Trotzki kritisierte die stalinistische Führung der Komintern dafür, dass sie die chinesische Nationalpartei KMT in eine revolutionäre Partei verwandeln wollten. „Wenn man die Kuomintang nicht als bürgerliche Partei, sondern als neutrale Arena für den Kampf um die Massen betrachtet, wenn man mit den neun Zehnteln der linken Basis auftrumpft, um die Frage, wer der Herr im Hause ist, zu verschleiern, so bedeutet das, daß man die Stärke und die Macht der Spitze festigt“. Die StalinistInnen haben „sich vorgemacht, daß durch einfache Neuwahlen auf den Parteitagen der Kuomintang die Macht aus den Händen der Bourgeoisie in die Hände des Proletariats übergehen werde. Kann man sich eine rührendere, idealistischere Anbetung der ”šParteidemokratie‘ […] vorstellen?“[5]

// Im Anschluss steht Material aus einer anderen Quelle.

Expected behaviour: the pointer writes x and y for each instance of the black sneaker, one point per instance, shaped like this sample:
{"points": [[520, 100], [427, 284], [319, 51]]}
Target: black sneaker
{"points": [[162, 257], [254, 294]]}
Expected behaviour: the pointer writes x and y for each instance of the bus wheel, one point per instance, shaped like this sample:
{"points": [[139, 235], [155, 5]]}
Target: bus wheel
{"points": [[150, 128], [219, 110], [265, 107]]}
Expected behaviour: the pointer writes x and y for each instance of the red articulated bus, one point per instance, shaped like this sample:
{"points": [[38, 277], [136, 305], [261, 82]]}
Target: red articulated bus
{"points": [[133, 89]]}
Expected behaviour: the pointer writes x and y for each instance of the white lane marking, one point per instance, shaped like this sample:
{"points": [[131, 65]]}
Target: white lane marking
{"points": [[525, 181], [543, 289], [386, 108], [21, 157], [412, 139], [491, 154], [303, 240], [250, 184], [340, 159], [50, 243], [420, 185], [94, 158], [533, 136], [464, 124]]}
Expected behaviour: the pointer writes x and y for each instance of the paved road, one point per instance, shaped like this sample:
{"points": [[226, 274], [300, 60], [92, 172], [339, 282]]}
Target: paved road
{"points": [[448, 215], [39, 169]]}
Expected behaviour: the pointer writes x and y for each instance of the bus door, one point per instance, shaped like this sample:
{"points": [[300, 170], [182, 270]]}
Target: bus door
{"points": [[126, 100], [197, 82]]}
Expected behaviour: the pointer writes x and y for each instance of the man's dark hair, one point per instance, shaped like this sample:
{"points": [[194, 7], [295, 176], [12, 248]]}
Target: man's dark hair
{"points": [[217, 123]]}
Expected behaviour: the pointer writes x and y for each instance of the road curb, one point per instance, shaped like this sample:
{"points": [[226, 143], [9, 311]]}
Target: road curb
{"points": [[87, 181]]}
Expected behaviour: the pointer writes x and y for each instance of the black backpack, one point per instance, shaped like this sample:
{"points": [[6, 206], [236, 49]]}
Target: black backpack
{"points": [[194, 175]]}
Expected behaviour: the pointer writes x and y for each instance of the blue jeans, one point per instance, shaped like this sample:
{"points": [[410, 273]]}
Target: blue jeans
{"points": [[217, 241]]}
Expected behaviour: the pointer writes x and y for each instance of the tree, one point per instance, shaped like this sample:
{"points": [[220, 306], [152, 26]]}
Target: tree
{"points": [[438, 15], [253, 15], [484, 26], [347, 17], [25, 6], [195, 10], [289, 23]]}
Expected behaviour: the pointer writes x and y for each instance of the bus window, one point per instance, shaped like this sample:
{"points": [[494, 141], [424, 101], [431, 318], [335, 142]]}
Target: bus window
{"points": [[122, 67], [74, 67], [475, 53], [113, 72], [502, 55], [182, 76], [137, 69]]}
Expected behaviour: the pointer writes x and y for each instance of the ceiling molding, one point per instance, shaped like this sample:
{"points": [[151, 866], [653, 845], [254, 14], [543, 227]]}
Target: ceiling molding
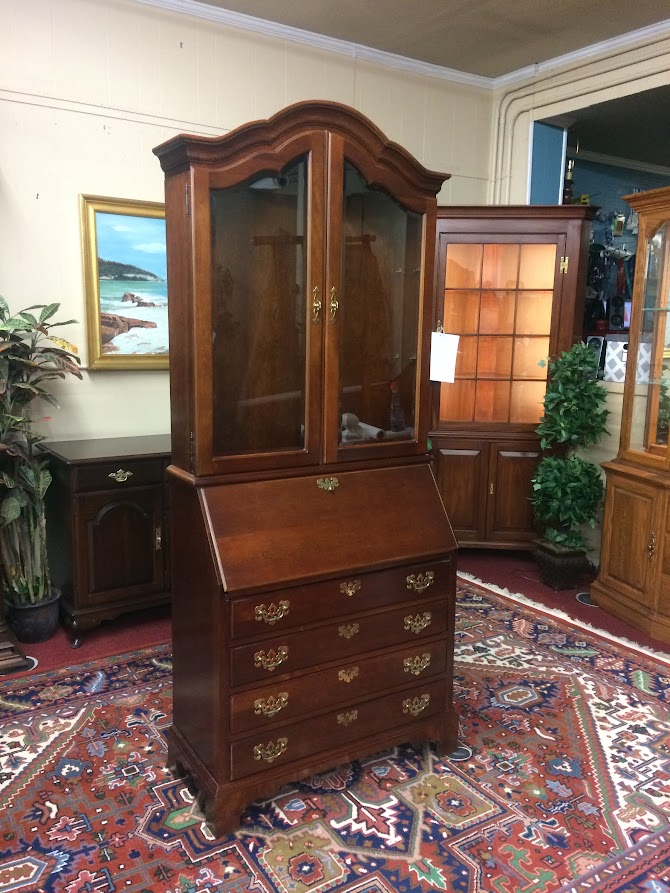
{"points": [[403, 63]]}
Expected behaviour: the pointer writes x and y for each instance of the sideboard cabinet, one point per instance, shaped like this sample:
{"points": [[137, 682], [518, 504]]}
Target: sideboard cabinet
{"points": [[510, 283], [634, 577], [313, 573], [107, 527]]}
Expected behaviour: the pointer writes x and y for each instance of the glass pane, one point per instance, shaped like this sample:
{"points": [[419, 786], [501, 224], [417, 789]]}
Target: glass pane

Genau diese idealistische Vorstellung, die Trotzki kritisierte, wurde von verschiedenen Teilen der trotzkistischen Bewegung nach dem Zweiten Weltkrieg übernommen. TrotzkistInnen wie Michael Pablo oder Ted Grant argumentierten, dass sozialdemokratische oder stalinistische Parteien durch eine längerfristige und halb versteckte Beeinflussung durch TrotzkistInnen in Instrumente der proletarischen Revolution verwandelt werden könnten. So rechtfertigten sie ihre teilweise jahrzehntelange Anpassung an reformistische Parteien.
Sonst bemühen sich die GenossInnen der LFI, sich von dieser zentristischen Tradition zu distanzieren, doch im Falle von SYRIZA vertreten sie eine klar zentristische Vorstellung. Obwohl sie beispielsweise bei einer Veranstaltung in Berlin verneinten, dass SYRIZA zu einer revolutionären Partei gemacht werden könnte, rufen sie in ihren Publikationen immer wieder unzweideutig dazu auf. Diese Art des Hin- und Her-Schwankens ist typisch für eine zentristische Perspektive.
Leider schlagen sie illusorischen Projekte dieser Art nicht nur bei SYRIZA, sondern auch auf internationaler Ebene vor: Um das Ziel einer revolutionären Internationale der ArbeiterInnen und Jugend zu erreichen, schlagen sie vor, irgendeine Internationale mit irgendwem – etwa mit dem venezolanischen Staatspräsidenten Hugo Chávez und seiner bürgerlich-nationalistischen Partei PSUV – gründen und diese für eine revolutionäre Perspektive zu gewinnen. Mit dieser Perspektive haben wir schon mehrmals öffentlich debattiert und vor diesem Hintergrund laden wir die GenossInnen zur Debatte über ihre Politik zu SYRIZA ein.